Thren stood, and his hand fell to the hilt of a short sword. “Can you find the way?” he asked. Cregon’s eyes widened, and he nodded. “Good. Then close up shop. You’re leading me there.”

Cregon locked the door to his store, pocketed the key, and then hurried off. Thren followed, lurking a few feet behind him.

“Pick up the pace,” Thren told him, rolling his eyes. The man looked like a pregnant sow trying to waddle on two legs. “I don’t want this Widow to move before we get there.”

“The Widow?” Cregon asked, glancing behind him. “ That’s who we’re looking for?”

“It is. Now move.”

Cregon hurried faster, huffing and puffing as they made for the west gate. A few passing by recognized him and said hello, and the wizard tipped his hat in return. At the gate the guards waved him on without a word. Thren followed, looking like a poor commoner and hardly earning a second glance.

“How far?” Thren asked as they traveled the road.

“Not far,” Cregon said, very much out of breath. “Not…” He swallowed. “Not far.”

A quarter mile from the city Cregon turned sharply off the path. Realizing where they traveled, Thren quietly drew his short swords, thinking the wizard was leading him into a trap. Cregon stopped just short, and gestured before him.

“In there,” he said. “I’m sure of it.”

He’d taken them to a pauper’s graveyard, where the city guards buried the nameless dead without a single copper in their possession to buy them a gravestone or marker.

“This Widow is still alive,” Thren said. “You’ve made a mistake. You must have.”

“No mistake,” Cregon said. “I assure you, she must be here.”

Thren pointed a short sword toward the graveyard. “Then find her.”

Cregon held the fist with the hair to his lips, and he closed his eyes.
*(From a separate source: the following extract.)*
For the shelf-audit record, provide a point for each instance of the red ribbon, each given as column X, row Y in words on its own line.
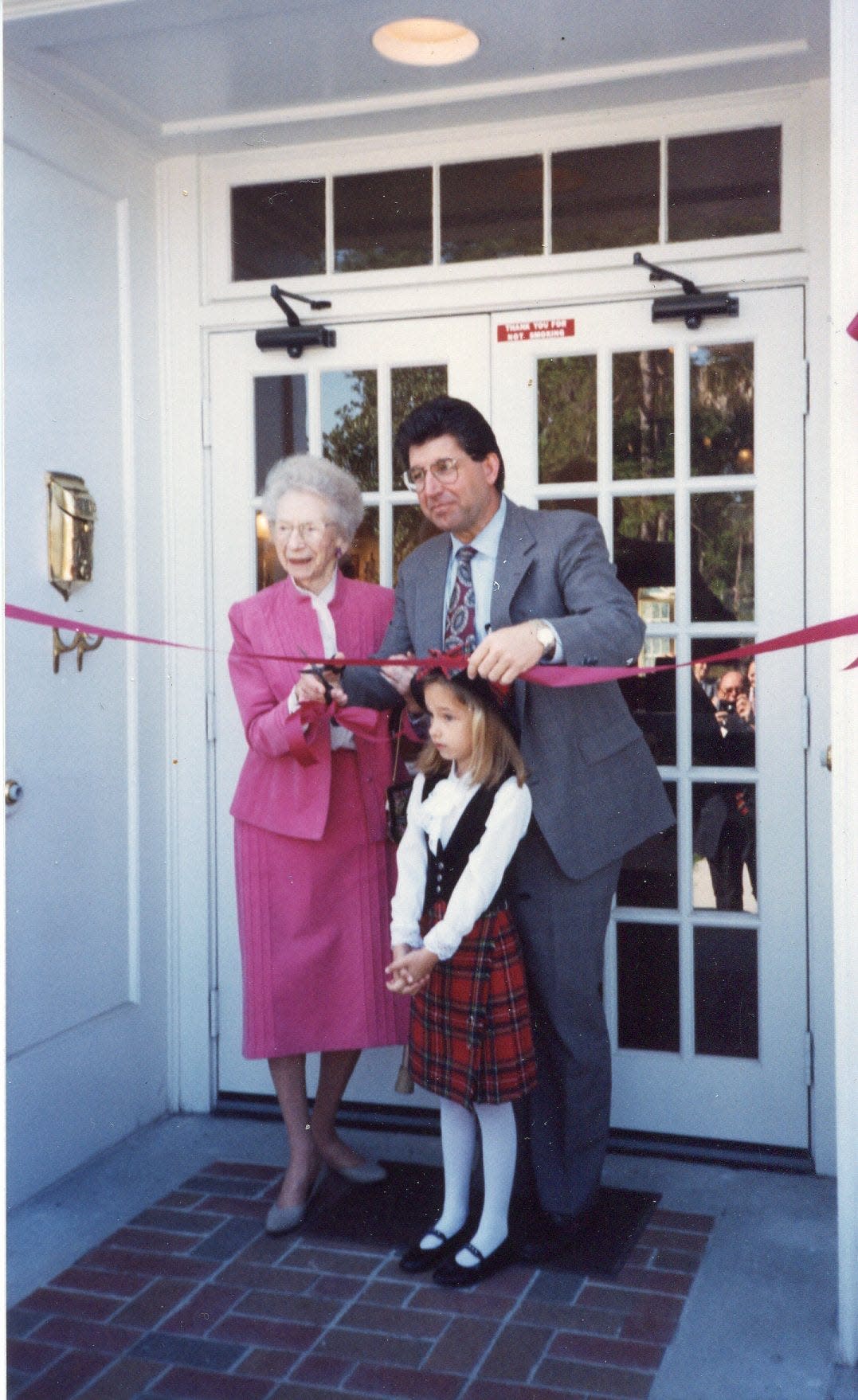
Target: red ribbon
column 553, row 676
After a few whispers, he opened them. “Follow me.”

Near the far corner he stopped, and with his heel he made a small X. “Right here,” he said.

Thren wanted to believe the wizard was lying to him, but he’d always been a coward, and the fear in his eyes was genuine. Surely he’d made a mistake, but Cregon appeared convinced otherwise.

“Go on back to your shop,” he said. “Leave me be.”

Cregon was more than happy to oblige. When he trundled off, Thren remained, staring at the mark in the dirt. At last he returned to the city and swiped a trowel small enough to hide underneath his thin coat. Once more he walked to the graveyard, and, without a care for time, he began to dig. The day passed by, hour by hour, as he unearthed the grave. At last he hit bone, and then started digging around it. By the time the woman’s skull was revealed, the sun had begun to set. Exhausted, he sat back and viewed the results of his work.

The body had been buried at least a year to his untrained eye. The dead woman still had her teeth, and her fingernails. As for her hair, though…

He broke the skull free and lifted it up to the waning light. All across the bare skull he saw tiny marks, scratches as if from a small blade.